Simple distributed in-memory key-value store
Yet another distributed in-memory key value store with REST interface build on top of cowboy and ets.
This is essentially a pet project built to study a best way to deploy a distributed erlang application in Nomad.
I'm toying with an idea of writing Nomad's erlang task driver and need some piece of software simple and familiar enough that its idiosyncrasies wouldn't stand in a way. This one day projet should be exactly this
Storage is gen_server owning a private ets set
table.

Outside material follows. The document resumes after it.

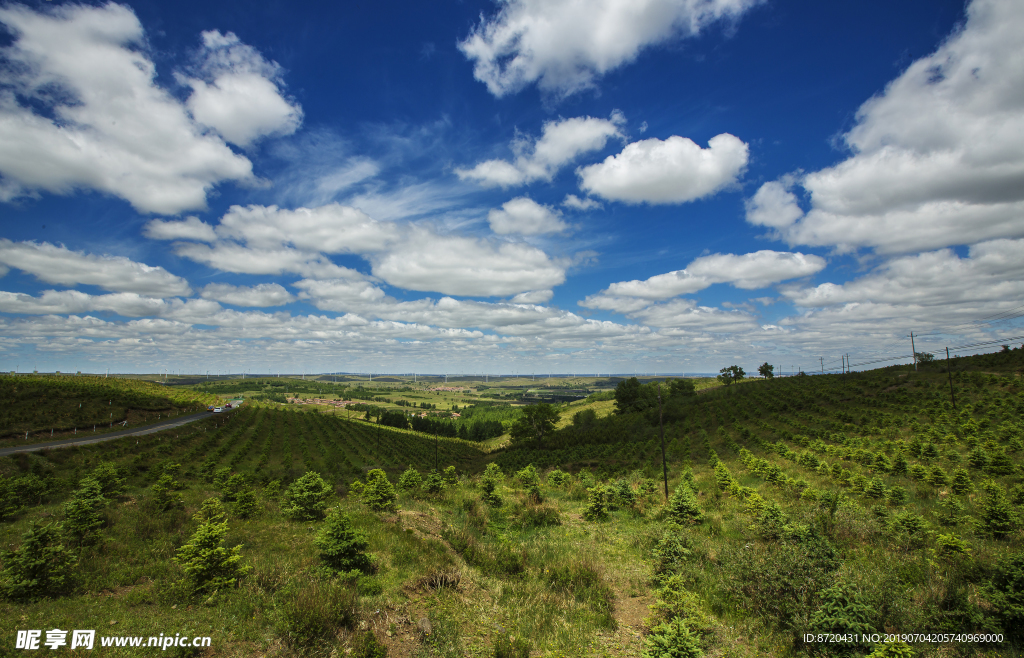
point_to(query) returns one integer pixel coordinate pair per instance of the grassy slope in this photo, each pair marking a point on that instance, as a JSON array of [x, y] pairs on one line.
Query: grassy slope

Entries stored indexed by hmac of payload which acts as uid
, meaning that the same payload with different keys stored only once. Keys, pointing on values' hmacs, stored in a separate index table. To simplify config erlang cookie used as a key for hmac.
Sharding done with consistent hasing where each erlang node holds a shard range. The placement decided by first byte of value's hmac, so there might be max 256 shards. Ranges defined explicitly by nodes names provided in format {name}-{range beginning inclusive}-{range ending inclusive}@hostname
. If beginning of the range large than ending, the node will hold two ranges flipped over 0.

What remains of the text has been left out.